Cary News

Boyd’s personal journey leads to championship MVP

This weekend was the peak of Jimmy Boyd’s high school career. He was all smiles not only Saturday, when Middle Creek laid claim to the title, but also Friday, when he and his coach Jeremy Thompson walked side-by-side as the last two to exit the field at the Durham Bulls Athletic Park.

But it wasn’t long ago that Boyd felt like he was bottoming out. It took a turnaround to get to this point, to be the Most Valuable Player of the state championship series.

It was the end of Boyd’s junior season for the Middle Creek baseball team, the second straight year he had watched his game decline. His relationship with his coaches, his teachers and the game he loved – or, once loved – had deteriorated, as well.

“I’ve been at my lows and I’ve come up now and I feel like I’m at my highs,” Boyd said. “I’m more happy with who I am, but I’m always trying to better myself.”

Perhaps a sophomore slump was unavoidable. Boyd is the first four-year starter in Thompson’s seven seasons at the school, and Thompson was rewarded for placing him into the starting lineup as a 15-year-old when Boyd was named all-state as a freshman, while hitting .474 and four home runs.

But then came year two. Boyd wasn’t hitting at the same rate – just .308.

“People figure you out and all of a sudden it’s tougher. It’s more difficult,” Thompson said. “You’ve got to battle through it and sometimes it frustrates you to the point where you don’t want to battle through it.”

By his junior year, Boyd says he was angry at the world. He was hitting .258, his ERA was over 2.00 for the first time in his career, and he went through several pairs of batting gloves after taking them off with such fury that they ripped.

“I let the things off the field affect my love for the game on the field,” Boyd said. “Whenever I was frustrated or in a slump, instead of going out there and trying to fix my problems and go to the batting cage, I would just sit there and try do something else to make me forget about it. Basically do nothing and be lazy.”

A changing summer

A friend reached out to Boyd between his junior and senior year.

Landon Balint, a 2011 graduate of Middle Creek, thought he could help. He had gone through similar problems, and had a front-row seat to Boyd’s meltdowns.

“I always didn’t know what was wrong with him... I was looking from afar at that point,” Balint said. “He could be as good as he wanted to be. After I started to hang out with him more and I got to know him better, I knew he just needed an attitude adjustment.”

Boyd didn’t play for a showcase team, which is what most highly-touted recruits join to be seen by more college coaches, and he didn’t play for the school’s summer team. He joined Balint as part of the Cary Babe Ruth team.

The team won, and Balint and Boyd became close friends. Balint told him of how his first two years of high school were spent making bad grades and being a disturbance for his junior varsity team. He told Boyd how much it cost him, and what he learned from it.

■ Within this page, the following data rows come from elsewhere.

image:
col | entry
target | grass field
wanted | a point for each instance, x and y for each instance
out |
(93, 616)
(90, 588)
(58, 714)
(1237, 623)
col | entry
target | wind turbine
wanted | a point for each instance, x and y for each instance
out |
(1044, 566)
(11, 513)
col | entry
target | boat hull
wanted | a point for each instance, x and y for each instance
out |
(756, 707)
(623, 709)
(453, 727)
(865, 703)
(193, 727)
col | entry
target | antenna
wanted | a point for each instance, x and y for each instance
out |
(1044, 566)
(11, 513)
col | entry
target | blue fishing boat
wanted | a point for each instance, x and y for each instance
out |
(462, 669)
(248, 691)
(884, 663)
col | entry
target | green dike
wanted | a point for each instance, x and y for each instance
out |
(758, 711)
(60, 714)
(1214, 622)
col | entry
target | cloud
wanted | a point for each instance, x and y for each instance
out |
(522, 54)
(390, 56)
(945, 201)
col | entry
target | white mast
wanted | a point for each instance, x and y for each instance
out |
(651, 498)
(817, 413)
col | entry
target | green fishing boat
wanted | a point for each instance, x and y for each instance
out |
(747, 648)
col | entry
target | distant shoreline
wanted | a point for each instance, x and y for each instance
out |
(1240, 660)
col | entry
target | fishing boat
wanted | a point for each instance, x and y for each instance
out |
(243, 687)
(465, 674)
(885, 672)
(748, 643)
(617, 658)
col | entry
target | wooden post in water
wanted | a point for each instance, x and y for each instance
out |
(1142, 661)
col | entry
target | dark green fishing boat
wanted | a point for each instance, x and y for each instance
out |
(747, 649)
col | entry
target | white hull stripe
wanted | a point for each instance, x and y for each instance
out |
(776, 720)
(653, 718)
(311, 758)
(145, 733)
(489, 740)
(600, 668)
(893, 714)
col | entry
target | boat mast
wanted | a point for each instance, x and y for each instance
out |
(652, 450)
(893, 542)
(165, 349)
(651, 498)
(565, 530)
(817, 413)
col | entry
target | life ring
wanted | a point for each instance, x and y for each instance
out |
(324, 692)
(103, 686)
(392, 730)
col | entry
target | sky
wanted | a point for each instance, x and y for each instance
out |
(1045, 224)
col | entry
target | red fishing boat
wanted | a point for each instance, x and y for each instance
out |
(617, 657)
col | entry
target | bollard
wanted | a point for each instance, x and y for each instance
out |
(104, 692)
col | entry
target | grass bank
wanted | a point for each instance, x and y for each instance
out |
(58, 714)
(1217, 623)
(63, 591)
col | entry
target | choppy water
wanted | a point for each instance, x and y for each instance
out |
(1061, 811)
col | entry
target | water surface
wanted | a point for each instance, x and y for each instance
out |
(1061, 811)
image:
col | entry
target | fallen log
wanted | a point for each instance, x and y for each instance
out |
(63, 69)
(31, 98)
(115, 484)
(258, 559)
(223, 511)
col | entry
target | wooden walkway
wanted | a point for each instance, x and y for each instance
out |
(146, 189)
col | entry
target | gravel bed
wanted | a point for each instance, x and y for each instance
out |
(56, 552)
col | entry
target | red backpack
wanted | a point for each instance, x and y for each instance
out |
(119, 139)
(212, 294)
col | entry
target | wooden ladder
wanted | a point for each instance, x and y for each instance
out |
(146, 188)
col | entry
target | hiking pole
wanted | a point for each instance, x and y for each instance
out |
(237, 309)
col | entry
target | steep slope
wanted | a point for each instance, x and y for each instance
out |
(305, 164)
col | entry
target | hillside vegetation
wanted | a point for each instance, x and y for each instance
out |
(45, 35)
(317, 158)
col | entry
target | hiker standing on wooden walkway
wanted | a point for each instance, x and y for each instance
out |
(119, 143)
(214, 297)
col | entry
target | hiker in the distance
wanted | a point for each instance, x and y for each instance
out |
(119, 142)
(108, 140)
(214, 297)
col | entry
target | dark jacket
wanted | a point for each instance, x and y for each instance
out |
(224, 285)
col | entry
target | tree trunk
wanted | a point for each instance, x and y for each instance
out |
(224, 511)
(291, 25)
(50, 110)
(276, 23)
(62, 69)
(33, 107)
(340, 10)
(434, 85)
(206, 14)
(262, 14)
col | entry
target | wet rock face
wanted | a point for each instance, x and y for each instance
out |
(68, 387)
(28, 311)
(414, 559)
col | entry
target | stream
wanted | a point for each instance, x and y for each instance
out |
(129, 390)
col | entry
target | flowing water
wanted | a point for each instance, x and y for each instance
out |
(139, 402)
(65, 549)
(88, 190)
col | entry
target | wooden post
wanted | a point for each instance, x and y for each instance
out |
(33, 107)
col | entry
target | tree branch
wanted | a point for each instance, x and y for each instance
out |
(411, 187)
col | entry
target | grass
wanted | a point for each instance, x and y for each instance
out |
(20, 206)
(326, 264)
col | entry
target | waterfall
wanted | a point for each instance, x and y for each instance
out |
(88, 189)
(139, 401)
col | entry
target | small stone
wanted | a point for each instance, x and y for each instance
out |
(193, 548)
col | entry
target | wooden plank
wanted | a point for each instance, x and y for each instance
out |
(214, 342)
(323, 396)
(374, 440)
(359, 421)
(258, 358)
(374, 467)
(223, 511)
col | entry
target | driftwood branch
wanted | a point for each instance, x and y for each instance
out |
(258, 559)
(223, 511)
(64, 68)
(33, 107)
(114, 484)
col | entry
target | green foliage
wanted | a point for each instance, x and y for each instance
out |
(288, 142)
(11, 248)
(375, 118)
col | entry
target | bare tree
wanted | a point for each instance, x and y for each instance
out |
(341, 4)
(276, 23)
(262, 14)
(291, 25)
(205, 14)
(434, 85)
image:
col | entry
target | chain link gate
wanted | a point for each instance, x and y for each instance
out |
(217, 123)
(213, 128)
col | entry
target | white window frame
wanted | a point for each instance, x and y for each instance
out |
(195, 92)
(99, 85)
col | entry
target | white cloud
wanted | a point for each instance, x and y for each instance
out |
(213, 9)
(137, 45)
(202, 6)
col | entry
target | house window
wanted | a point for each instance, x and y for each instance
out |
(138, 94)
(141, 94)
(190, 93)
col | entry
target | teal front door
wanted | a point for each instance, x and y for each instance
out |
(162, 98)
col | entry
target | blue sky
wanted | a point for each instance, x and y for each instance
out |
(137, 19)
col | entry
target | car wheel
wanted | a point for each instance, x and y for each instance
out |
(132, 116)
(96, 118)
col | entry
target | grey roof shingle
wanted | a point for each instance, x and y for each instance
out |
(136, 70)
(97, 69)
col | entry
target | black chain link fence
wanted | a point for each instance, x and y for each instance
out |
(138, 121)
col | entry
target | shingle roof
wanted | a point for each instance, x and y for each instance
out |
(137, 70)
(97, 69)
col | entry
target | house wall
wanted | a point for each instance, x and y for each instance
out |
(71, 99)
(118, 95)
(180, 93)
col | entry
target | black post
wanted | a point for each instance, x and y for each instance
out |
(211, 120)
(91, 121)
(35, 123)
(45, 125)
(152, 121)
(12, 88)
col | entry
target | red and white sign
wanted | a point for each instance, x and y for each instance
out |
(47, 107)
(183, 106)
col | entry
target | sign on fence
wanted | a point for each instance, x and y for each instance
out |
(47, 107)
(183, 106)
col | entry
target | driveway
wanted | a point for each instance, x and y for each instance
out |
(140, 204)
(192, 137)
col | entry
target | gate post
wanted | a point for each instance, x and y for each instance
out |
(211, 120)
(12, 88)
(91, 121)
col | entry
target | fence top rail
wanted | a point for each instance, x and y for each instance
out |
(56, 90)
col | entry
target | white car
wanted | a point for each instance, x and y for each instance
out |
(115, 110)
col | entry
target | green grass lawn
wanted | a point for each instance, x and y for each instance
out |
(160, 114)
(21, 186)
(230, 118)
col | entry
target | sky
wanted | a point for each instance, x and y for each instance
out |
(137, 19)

Boyd listened to those heart-to-hearts. As rewarding as the summer was for Boyd personally, he suffered in his college recruitment.

Boyd had Division I college coaches after him since his breakout freshman year. But after Boyd’s Babe Ruth team reached the Southeast championship game, months passed and no Division I coaches called. Boyd knew why.

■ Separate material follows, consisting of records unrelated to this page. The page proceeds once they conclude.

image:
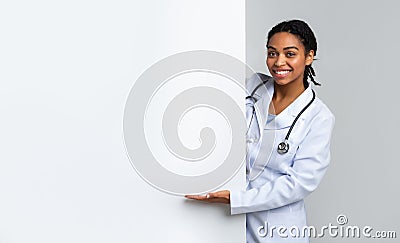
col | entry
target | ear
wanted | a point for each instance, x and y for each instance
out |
(309, 57)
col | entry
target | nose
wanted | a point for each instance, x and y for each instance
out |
(280, 61)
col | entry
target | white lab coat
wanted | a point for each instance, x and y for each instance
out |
(277, 184)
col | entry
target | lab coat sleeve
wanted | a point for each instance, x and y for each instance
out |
(309, 166)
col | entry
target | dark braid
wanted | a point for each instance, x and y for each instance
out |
(306, 36)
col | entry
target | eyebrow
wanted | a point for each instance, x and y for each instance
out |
(286, 48)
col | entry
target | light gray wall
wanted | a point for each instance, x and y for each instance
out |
(358, 67)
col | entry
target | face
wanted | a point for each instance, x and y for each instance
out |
(286, 58)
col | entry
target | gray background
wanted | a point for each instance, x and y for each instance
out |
(358, 54)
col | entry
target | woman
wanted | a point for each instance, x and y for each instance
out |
(280, 175)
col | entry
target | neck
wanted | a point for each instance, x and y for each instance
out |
(288, 92)
(284, 95)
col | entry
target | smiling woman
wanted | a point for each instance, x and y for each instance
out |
(290, 112)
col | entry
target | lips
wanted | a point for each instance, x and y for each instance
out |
(281, 73)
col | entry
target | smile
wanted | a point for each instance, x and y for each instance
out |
(283, 72)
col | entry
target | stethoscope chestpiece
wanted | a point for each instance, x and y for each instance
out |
(283, 147)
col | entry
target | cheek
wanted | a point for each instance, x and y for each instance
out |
(270, 63)
(298, 64)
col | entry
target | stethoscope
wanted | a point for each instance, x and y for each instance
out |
(283, 147)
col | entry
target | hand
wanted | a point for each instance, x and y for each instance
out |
(213, 197)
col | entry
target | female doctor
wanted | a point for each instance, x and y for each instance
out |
(288, 140)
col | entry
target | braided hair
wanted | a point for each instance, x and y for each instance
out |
(306, 36)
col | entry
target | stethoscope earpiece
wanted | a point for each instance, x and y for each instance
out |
(283, 147)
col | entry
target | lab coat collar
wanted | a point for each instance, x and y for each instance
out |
(286, 117)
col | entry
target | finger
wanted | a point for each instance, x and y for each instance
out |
(196, 197)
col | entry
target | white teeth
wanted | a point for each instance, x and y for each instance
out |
(282, 72)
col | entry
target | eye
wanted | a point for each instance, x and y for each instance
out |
(290, 54)
(272, 54)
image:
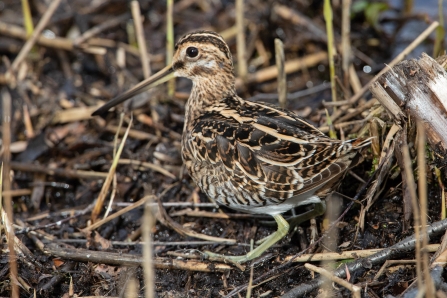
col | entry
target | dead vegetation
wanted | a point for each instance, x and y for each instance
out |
(80, 194)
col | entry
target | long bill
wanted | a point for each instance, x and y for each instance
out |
(160, 77)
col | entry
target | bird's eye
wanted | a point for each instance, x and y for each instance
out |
(192, 52)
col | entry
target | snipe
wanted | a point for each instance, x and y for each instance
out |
(249, 156)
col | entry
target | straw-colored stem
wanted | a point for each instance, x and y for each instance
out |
(6, 186)
(148, 266)
(440, 31)
(416, 215)
(170, 42)
(330, 45)
(346, 42)
(27, 18)
(138, 23)
(240, 38)
(422, 187)
(282, 83)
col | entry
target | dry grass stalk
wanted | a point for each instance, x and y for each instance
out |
(354, 289)
(282, 82)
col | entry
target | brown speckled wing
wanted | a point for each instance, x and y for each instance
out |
(267, 150)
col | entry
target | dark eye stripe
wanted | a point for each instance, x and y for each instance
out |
(206, 37)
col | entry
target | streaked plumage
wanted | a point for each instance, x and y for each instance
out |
(249, 156)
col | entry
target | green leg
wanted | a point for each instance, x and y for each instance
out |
(283, 229)
(318, 210)
(294, 221)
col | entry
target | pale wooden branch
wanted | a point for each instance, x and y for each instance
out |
(417, 88)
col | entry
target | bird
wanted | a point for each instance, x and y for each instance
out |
(250, 156)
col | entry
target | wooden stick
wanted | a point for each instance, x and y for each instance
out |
(354, 289)
(32, 40)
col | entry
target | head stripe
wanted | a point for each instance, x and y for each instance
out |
(206, 37)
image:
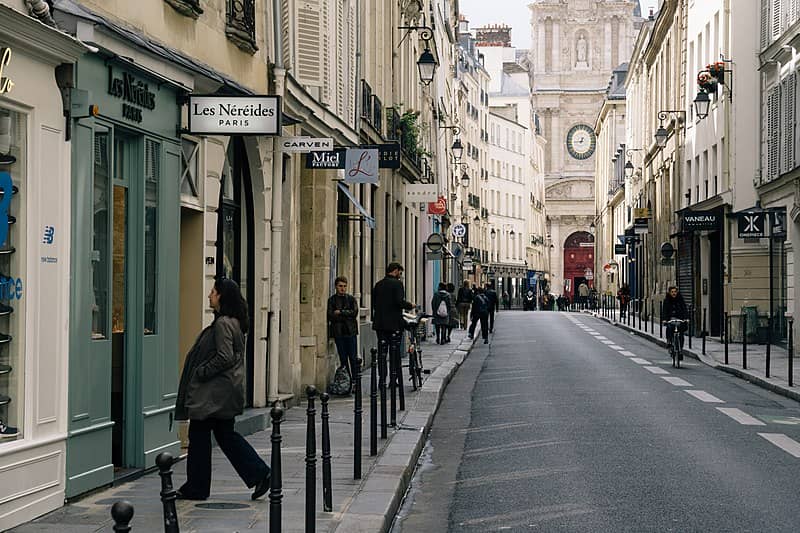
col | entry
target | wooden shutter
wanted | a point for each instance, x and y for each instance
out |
(308, 45)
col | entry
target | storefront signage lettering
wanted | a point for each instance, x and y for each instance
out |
(134, 93)
(5, 59)
(234, 115)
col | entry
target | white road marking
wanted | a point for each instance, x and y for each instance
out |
(790, 446)
(703, 396)
(740, 416)
(678, 382)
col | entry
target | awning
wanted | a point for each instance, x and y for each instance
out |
(364, 215)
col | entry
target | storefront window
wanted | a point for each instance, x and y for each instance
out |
(152, 171)
(100, 233)
(12, 180)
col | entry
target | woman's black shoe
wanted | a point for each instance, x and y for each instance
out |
(261, 488)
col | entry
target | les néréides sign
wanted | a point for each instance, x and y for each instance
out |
(234, 115)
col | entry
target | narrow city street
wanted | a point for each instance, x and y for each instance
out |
(567, 423)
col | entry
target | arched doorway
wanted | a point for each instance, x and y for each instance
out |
(578, 262)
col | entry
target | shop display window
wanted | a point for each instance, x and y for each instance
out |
(13, 156)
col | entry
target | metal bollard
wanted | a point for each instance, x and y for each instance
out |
(122, 513)
(357, 422)
(164, 461)
(311, 462)
(327, 497)
(373, 403)
(727, 331)
(704, 333)
(791, 352)
(744, 341)
(275, 481)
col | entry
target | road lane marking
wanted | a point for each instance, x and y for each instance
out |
(703, 396)
(740, 416)
(790, 446)
(678, 382)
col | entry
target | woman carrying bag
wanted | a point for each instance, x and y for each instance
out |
(211, 394)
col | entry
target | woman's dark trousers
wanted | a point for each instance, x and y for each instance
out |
(250, 467)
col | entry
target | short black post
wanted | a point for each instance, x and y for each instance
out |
(122, 514)
(727, 334)
(164, 461)
(704, 333)
(311, 462)
(373, 403)
(791, 352)
(357, 410)
(275, 480)
(744, 341)
(327, 482)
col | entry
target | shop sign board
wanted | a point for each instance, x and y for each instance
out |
(751, 225)
(306, 144)
(701, 221)
(234, 115)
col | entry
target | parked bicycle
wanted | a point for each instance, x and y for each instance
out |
(415, 325)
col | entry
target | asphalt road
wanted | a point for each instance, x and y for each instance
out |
(566, 423)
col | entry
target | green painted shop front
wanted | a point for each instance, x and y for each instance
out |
(123, 364)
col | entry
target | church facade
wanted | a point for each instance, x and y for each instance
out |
(576, 45)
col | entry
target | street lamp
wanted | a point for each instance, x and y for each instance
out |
(702, 103)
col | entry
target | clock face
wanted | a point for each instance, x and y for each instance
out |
(581, 141)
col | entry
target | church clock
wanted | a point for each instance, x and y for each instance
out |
(581, 141)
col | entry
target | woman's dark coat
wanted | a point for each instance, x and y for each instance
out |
(212, 382)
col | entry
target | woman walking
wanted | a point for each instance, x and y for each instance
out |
(211, 394)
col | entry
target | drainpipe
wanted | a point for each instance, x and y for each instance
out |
(276, 224)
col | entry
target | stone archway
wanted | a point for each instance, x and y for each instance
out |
(578, 262)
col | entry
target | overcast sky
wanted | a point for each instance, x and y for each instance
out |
(515, 13)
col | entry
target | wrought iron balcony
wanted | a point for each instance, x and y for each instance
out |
(240, 24)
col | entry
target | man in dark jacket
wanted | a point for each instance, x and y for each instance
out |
(388, 302)
(674, 307)
(494, 304)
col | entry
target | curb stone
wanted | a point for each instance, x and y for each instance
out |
(373, 508)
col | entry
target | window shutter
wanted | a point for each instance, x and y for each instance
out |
(308, 42)
(766, 31)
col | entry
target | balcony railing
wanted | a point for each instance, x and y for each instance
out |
(241, 24)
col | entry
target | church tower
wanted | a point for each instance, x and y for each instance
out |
(576, 45)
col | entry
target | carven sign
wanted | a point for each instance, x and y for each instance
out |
(234, 115)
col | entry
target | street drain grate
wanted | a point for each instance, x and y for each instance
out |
(222, 505)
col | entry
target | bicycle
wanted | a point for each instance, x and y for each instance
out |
(675, 350)
(415, 326)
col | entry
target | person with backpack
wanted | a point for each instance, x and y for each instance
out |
(480, 311)
(463, 302)
(441, 306)
(343, 327)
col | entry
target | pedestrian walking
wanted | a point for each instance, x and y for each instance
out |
(211, 394)
(441, 305)
(494, 304)
(343, 325)
(463, 302)
(451, 289)
(480, 311)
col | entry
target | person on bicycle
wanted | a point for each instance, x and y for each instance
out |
(675, 307)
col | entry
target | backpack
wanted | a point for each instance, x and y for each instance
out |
(441, 311)
(340, 386)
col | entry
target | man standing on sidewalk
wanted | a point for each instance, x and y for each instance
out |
(388, 302)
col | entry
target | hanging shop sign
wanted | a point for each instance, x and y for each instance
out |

“Everyone just kind of forgot about me,” he said.

During this season, Boyd committed to Brunswick Community College (Bolivia, N.C.).

Starting over

After not playing for his school’s summer team, Boyd and Thompson entered this season unsure of what their relationship would be. It was no secret they had butted heads over the past two seasons while Boyd struggled with his anger.

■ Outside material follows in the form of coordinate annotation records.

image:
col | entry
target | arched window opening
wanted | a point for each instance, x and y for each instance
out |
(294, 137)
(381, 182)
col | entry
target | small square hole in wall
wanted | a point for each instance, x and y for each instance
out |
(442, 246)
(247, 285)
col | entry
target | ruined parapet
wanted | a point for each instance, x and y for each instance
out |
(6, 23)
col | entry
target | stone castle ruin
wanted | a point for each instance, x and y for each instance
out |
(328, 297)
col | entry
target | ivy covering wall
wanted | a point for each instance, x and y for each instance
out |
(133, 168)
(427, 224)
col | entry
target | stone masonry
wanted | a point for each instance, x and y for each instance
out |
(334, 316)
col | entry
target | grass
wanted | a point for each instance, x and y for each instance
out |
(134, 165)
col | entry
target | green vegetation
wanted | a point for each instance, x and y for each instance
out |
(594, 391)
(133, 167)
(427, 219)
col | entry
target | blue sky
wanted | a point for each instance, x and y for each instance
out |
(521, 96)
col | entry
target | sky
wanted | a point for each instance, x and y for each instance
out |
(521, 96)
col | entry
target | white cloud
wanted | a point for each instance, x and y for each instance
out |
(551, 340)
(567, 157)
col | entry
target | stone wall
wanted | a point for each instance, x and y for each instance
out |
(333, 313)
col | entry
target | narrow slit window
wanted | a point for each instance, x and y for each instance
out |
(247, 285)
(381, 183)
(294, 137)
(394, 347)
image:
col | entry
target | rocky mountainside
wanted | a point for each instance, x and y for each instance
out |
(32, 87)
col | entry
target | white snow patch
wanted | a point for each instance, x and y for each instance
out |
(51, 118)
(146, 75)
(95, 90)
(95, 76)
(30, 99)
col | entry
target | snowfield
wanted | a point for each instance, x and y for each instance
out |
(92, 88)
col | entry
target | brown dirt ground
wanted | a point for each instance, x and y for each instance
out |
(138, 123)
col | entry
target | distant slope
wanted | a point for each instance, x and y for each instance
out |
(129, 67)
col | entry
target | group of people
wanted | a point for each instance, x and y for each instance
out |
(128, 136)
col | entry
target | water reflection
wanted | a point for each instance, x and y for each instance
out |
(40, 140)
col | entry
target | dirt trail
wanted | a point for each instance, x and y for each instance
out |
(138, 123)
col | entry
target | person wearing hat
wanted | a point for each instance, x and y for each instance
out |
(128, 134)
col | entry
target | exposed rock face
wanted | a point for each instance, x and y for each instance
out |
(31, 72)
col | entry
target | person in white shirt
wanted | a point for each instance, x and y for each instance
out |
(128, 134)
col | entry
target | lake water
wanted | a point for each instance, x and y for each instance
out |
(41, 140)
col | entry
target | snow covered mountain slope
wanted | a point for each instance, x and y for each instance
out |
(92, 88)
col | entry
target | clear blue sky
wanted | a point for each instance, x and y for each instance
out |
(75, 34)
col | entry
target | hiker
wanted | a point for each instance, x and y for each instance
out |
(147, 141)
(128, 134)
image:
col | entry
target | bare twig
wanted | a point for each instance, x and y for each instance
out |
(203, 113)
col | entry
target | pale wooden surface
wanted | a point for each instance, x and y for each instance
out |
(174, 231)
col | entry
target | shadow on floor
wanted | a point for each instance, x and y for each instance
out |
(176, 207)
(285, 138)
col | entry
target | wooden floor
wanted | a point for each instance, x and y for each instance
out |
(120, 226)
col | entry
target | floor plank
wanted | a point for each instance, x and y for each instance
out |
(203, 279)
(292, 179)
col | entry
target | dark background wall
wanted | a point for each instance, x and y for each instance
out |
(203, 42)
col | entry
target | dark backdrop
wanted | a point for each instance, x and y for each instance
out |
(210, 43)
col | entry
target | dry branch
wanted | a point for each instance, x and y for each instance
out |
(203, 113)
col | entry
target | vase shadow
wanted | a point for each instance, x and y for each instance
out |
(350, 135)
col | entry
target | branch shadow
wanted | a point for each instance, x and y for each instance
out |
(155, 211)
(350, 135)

But it only took a few weeks for all to realize that something had changed with the senior.

“It was a matter of learning, maturing and growing not only as a baseball player but as a person – and that’s where his biggest strides have been this year,” Thompson said. “That’s your goal as a coach to see someone grow and mature and see them become someone special not only on the field but in the community, in the classroom and to be an all-around good citizen when they leave.”

Boyd understands what has changed.

“I’ve just grown up a little bit. The things that used to really bother me, I think about it for one split second and I let it go,” Boyd said. Boyd’s batting average went up to .450, and he hit higher than .550 in the playoffs. He’s also pitched the best he ever has, posting a 0.86 ERA with a 8-1 record.

Boyd is proud of himself as well. He knows he’s come a long way. And he’s now seen what’s possible when he, as he puts it, has his “head on straight.”

“I feel like I’m close to the top. There’s a little bit more to go, but I feel I’m close to the top,” Boyd said.